Single by Roy Wood

from the album Boulders
- B-side: "Songs of Praise"
- Released: 11 August 1973
- Genre: Baroque pop
- Length: 4:09
- Label: Harvest Records (HAR 5074)
- Songwriter: Roy Wood
- Producer: Roy Wood

Roy Wood singles chronology
| "When Gran'ma Plays the Banjo" (1972) | "Dear Elaine" (1973) | "Forever" (1973) |

= Dear Elaine =

"Dear Elaine" is a song written and produced by Roy Wood. It was first released on Wood's July 1973 debut solo album, Boulders, before being issued as a single on 11 August 1973. Wood played all of the musical instruments on the recording, as well as supplying lead and multi-tracked backing vocals. The song was globally published by Essex Music International, Inc. (ASCAP).

The track reached number 18 in the UK Singles Chart. The single remained in the UK chart for eight weeks.

"Dear Elaine" was a "semi-classical" experimental pop song reminiscent of Pink Floyd and Queen. It featured a slow tempo, with Wood singing with acoustic guitar, French horns and bass, alongside sporadic usage of Wood's multitracked choir.

In 1994, Wood stated, "Even though we didn't actually record it as the Move, I had already written "Dear Elaine", which I subsequently put on the Boulders solo album. I thought that was probably the best song I'd written at that time".

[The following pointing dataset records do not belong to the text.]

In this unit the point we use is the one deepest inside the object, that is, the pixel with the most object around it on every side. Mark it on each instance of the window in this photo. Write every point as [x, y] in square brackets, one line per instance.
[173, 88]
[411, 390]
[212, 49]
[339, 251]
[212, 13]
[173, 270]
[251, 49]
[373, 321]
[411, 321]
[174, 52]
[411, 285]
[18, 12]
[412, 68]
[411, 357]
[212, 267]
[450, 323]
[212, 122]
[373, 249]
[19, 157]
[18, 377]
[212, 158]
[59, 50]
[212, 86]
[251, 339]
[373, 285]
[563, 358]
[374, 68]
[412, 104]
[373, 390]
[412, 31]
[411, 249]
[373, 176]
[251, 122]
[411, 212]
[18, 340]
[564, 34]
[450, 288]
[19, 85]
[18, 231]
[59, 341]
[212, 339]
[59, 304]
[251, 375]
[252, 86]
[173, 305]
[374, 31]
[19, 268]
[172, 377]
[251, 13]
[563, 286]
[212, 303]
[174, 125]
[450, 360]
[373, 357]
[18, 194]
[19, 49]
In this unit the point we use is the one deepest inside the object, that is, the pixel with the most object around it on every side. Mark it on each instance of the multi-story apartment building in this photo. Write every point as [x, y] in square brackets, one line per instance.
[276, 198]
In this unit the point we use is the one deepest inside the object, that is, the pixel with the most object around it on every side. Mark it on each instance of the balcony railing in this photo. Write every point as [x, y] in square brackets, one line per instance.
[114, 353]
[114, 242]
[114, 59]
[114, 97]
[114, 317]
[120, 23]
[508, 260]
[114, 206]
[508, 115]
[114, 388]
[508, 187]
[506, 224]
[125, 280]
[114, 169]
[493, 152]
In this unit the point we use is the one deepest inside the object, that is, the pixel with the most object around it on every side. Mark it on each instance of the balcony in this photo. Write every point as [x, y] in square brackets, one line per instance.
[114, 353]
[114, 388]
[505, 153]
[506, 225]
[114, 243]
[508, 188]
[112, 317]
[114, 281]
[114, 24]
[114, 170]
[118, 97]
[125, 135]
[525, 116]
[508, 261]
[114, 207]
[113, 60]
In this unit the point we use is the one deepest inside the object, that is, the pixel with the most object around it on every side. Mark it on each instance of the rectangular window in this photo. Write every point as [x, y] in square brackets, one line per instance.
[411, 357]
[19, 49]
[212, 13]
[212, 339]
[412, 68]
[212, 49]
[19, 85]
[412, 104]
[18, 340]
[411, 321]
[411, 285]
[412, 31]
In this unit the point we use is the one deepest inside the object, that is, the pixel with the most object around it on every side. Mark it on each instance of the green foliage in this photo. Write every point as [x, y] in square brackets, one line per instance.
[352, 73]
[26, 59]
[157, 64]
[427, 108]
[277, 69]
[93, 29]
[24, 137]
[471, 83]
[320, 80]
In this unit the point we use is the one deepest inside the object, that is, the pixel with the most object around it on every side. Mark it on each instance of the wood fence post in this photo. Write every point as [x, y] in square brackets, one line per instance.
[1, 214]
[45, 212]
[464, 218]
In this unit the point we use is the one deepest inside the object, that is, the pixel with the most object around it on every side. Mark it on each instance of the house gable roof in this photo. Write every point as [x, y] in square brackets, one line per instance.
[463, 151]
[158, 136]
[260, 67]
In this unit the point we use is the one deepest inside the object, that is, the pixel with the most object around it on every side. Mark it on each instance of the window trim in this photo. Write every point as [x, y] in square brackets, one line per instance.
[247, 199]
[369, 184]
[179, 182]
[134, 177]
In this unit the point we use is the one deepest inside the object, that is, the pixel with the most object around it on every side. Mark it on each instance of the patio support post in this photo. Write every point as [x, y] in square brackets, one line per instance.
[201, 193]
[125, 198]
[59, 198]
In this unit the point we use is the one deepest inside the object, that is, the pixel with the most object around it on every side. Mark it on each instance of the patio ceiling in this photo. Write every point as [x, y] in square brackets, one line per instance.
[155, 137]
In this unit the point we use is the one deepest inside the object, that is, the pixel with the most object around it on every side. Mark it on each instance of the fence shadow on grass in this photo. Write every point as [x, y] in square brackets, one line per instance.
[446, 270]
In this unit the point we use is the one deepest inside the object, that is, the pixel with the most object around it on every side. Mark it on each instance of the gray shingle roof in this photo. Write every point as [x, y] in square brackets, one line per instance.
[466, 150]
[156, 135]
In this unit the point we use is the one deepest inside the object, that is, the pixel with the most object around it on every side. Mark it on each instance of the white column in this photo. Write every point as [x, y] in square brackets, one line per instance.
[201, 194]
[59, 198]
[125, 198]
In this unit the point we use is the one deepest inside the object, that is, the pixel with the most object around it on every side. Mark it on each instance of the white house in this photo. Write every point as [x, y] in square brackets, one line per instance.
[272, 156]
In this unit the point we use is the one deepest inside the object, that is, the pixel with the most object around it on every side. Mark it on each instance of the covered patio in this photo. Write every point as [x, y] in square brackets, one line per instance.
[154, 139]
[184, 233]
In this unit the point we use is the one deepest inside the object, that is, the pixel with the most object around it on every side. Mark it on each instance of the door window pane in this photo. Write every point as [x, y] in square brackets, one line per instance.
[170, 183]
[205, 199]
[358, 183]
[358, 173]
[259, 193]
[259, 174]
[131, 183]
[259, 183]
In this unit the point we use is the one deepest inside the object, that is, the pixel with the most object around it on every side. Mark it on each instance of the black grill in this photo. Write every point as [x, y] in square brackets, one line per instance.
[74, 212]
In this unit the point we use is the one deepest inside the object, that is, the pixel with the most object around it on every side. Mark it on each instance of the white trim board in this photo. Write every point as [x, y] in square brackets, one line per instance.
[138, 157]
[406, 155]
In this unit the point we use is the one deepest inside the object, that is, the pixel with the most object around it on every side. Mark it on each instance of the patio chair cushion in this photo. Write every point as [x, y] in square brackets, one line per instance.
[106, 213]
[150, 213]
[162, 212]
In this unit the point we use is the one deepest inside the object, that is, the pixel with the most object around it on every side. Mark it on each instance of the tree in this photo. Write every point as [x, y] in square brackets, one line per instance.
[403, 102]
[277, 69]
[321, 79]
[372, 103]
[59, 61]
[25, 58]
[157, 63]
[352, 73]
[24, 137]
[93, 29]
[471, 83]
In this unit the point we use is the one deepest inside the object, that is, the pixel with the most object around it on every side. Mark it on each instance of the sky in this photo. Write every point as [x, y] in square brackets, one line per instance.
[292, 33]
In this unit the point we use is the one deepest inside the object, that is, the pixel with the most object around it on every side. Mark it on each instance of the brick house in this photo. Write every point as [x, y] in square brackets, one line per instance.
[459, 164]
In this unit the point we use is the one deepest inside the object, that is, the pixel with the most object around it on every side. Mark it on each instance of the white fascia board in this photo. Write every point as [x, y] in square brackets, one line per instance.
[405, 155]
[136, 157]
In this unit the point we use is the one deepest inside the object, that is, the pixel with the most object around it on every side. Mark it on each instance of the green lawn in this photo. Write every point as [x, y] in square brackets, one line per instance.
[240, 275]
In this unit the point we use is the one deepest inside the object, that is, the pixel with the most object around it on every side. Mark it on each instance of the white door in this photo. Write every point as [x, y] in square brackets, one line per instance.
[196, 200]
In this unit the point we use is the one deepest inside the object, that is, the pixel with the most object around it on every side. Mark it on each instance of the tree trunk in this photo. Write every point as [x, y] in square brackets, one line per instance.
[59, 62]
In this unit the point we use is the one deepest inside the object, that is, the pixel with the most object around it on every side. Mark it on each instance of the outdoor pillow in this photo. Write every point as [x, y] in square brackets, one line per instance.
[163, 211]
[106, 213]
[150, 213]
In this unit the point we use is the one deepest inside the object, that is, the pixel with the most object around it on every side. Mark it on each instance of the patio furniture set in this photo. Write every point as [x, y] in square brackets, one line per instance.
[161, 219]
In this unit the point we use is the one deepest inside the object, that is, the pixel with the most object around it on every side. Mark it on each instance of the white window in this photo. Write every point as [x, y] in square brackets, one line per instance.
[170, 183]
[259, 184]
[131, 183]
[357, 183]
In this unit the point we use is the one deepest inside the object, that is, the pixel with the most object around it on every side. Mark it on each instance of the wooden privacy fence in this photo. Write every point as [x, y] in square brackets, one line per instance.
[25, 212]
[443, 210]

The track has appeared on numerous compilation albums, including Wood's own Singles (1993, Connoisseur Records). The track is still played on national radio, with BBC Radio airing it in January 2019.

==Reception==
Sounds magazine, in its July 1973 edition, described the song as "a charming, eccentric, gentle record from one of rock's real craftsmen. It may be too languid for popular success but it's a lovely record anyway. Ignore it at your peril".